Filho e neto de agricultores, Antônio Josué Viana, 62, conhece de perto a expectativa pela descida das águas. Ele é um dos profetas da chuva de Quixadá, no Sertão Central. Por meio dos astros celestes, interpreta as pistas sobre o futuro chuvoso no Estado, anualmente.
“[Chuva] É alegria de ver meu Sertão, meus amigos e meus vizinhos naquela animação! Cheio de fartura e de facilidade. Quando é inverno bom, eles tão alegres! Você chega na casa do pessoal, é uma fartura medonha de milho, de feijão, de melancia...”, descreve.
Nas flores das árvores e no movimento das formigas e das abelhas, o profeta da chuva Erasmo Barreira, 73, também procura pelos sinais de um bom inverno. “A chuva é a coisa mais necessária do mundo. Eu acredito muito que tendo água, tem saúde”, diz.

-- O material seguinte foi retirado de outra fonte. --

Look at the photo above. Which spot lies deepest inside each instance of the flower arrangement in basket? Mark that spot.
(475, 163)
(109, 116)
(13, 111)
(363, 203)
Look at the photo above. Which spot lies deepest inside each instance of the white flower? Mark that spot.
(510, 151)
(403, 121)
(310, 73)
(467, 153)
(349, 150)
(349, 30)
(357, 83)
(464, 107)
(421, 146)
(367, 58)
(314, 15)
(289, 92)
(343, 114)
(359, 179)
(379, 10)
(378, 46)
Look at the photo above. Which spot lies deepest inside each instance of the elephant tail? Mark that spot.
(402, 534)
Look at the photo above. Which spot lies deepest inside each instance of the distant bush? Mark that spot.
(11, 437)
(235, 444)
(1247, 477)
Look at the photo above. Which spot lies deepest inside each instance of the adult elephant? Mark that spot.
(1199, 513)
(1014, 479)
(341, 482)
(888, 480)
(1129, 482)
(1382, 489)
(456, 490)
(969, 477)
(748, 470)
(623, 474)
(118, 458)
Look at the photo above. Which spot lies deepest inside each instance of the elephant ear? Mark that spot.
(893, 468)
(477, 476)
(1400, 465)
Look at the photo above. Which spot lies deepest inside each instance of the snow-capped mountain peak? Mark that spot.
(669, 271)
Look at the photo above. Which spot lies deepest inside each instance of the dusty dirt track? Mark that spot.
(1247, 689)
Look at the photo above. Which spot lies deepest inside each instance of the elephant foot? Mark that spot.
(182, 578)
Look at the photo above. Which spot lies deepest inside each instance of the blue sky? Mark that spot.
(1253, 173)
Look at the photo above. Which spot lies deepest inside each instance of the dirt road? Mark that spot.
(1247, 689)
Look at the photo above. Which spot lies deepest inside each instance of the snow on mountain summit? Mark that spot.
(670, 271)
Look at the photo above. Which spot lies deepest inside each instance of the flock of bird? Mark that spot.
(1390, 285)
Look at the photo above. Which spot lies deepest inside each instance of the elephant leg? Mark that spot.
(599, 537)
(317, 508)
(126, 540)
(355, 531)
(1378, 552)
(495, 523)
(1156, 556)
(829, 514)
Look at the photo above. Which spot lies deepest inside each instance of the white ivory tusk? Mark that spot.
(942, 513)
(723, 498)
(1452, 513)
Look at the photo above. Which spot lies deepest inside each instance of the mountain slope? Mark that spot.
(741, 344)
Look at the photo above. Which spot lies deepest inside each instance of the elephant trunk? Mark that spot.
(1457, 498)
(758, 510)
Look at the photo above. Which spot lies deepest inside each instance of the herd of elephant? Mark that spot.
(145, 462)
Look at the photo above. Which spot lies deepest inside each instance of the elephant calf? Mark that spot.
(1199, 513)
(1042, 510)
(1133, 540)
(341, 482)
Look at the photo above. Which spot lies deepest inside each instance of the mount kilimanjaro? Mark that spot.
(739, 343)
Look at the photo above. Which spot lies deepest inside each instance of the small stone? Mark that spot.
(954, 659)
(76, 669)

Ele garante que respeita o Santo Carpinteiro, pai de Jesus Cristo e marido de Maria, mas se a chuva não cair neste 19 de março, o profeta se apega aos indicativos naturais: "Tô empolgado que vamos ter muita chuva [neste ano], mas sou um ser humano. Quando Deus quer e a natureza manda, a coisa dá certo”, reforça.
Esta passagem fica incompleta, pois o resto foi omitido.